Überdachtes Lagerregal als Bauwerk?

VwGH vom 14.04.2023, Ra2023/06/0043:
Das Landesverwaltungsgericht Salzburg (LVwG) wies mit dem angefochtenen Erkenntnis die Beschwerde des Revisionswerbers gegen das Straferkenntnis der Bezirkshauptmannschaft St. Johann im Pongau (Behörde) vom 20. September 2022, mit welchem über den Revisionswerber Geldstrafen von € 400,-- (für den ersten Straftatbestand) und von € 1.000,-- (für den zweiten Straftatbestand) verhängt worden waren, weil er es als handelsrechtlicher Geschäftsführer der B.GmbH zu verantworten habe, dass auf einem näher gennannten Grundstück ein Lagerregal samt fester Überdachung (erster Straftatbestand) und zwei Container samt festem Pultdach (zweiter Straftatbestand) ohne baupolizeiliche Bewilligung errichtet worden waren, mit der Maßgabe als unbegründet ab, dass die Bezeichnung des Grundstückes durch die Wortfolge „im südlichen Bereich“ ergänzt wurde.
Dies begründete das LVwG - sofern für das gegenständliche Verfahren relevant - damit, dass sowohl das überdachte Lagerregal als auch die überdachten Container unter § 1 Baupolizeigesetz 1997 (BauPolG) zu subsumieren seien; beide baulichen Anlagen seien überdeckt, könnten von Menschen betreten werden, seien mit dem Boden verbunden, ihre Herstellung erfordere technische Kenntnisse und sie dienten der Unterbringung von Sachen, letztere auch dem Aufenthalt von Menschen. Da die bewilligungspflichtigen Anlagen ohne Bewilligung ausgeführt worden seien, sei der Tatbestand des § 23 Abs. 1 Ziff. 1 BauPolG erfüllt.

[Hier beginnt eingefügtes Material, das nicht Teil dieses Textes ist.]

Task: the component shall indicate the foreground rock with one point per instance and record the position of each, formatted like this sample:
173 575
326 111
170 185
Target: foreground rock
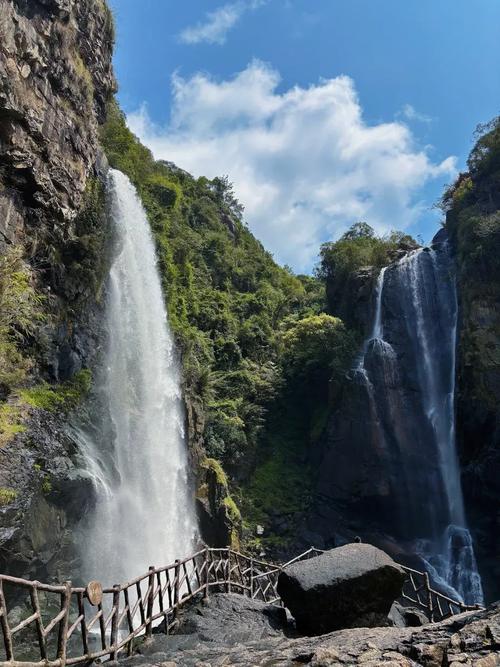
231 618
352 586
471 639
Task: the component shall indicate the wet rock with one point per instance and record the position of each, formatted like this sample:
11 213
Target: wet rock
55 78
226 618
406 617
430 646
351 586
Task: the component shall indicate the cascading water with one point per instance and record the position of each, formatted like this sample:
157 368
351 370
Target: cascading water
136 451
408 369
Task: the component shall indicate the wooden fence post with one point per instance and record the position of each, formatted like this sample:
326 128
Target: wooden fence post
7 636
228 581
177 576
62 640
114 622
149 612
429 596
206 592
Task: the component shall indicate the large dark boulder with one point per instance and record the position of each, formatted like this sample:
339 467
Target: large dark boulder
351 586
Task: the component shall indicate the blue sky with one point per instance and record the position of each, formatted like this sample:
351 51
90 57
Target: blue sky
322 112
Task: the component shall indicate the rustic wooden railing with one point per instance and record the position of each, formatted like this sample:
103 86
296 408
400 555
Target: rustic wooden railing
66 625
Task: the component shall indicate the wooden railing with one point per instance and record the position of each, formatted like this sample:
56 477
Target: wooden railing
66 625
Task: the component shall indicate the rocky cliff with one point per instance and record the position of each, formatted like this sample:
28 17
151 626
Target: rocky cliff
472 206
55 78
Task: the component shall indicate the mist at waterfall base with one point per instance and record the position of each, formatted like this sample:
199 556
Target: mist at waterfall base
134 446
409 360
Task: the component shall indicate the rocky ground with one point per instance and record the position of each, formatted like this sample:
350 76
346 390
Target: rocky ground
231 630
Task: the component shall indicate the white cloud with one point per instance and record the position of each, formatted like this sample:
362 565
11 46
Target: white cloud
304 161
218 23
410 113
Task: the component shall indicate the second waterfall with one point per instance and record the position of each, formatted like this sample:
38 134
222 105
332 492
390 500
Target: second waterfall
408 370
135 449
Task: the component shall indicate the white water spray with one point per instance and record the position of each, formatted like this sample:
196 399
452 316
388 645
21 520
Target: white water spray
144 513
427 304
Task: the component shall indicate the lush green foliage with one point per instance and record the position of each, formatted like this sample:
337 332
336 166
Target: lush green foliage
21 314
226 295
358 247
317 347
472 206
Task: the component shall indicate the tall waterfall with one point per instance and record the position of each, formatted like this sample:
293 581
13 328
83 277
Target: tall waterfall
408 369
136 450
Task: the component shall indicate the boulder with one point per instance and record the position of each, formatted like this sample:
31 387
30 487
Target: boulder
406 617
351 586
227 618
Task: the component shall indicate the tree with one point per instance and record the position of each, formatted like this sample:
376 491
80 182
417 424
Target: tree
317 347
359 230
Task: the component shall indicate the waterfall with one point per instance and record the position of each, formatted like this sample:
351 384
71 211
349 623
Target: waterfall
408 369
135 449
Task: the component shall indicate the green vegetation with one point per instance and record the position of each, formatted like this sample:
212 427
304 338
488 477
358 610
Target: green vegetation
261 358
360 246
316 348
226 296
62 397
472 206
21 313
7 496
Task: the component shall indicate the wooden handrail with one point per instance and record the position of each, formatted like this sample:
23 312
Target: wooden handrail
126 611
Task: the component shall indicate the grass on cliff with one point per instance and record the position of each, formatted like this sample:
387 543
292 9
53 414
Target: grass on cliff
226 296
472 206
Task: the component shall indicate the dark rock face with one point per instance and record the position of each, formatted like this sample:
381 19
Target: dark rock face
51 496
55 78
230 619
351 586
478 414
406 617
470 639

Nach der Judikatur liegt eine Verbindung mit dem Boden bereits vor, wenn eine Anlage auf dem Boden aufliegt und aufgrund ihres entsprechend großen Eigengewichts nicht ohne weiteres bewegt werden kann; auch bei Fertigteilbauten ist vom Erfordernis bautechnischer Kenntnisse auszugehen; Klär-, Sicker-, Senk-, Jauche- und Güllegruben (die nur ausnahmsweise zur Wartung oder Reinigung betreten werden), eine Schwimmbadüberdachung, Pferdeboxen oder eine Hundezwingeranlage können ebenfalls unter § 1 BauPolG subsumiert werden.
Den Gesetzesmaterialien zufolge sei es für einen Bau iSd § 1 BauPolG nicht erforderlich, dass ein Raum nur durch eine Tür betreten werden könne; es komme vielmehr auf die Größe des geschaffenen Raumes an; das Betreten könne auch im Zuge einer ausnahmsweisen Tätigkeit erfolgen (Wartung, Reinigung, Räumung udgl.); Klär-, Sicker-, Senk- und Güllegruben stellten daher auch Bauten im Sinne dieser Bestimmung dar.
Der Verwaltungsgerichtshof beurteilte mit Hinweis auf die oben angeführten Gesetzesmaterialien Streusalzsilos, die nur zu allfälligen Revisions-, Kontroll- oder Reparaturzwecken über erst dafür einzuhängende Leitern betreten werden, als „Bau“ im Sinn des § 1 BauPolG; das Erfordernis der Betretbarkeit ziele auf eine gewisse Mindestgröße des Raumes ab.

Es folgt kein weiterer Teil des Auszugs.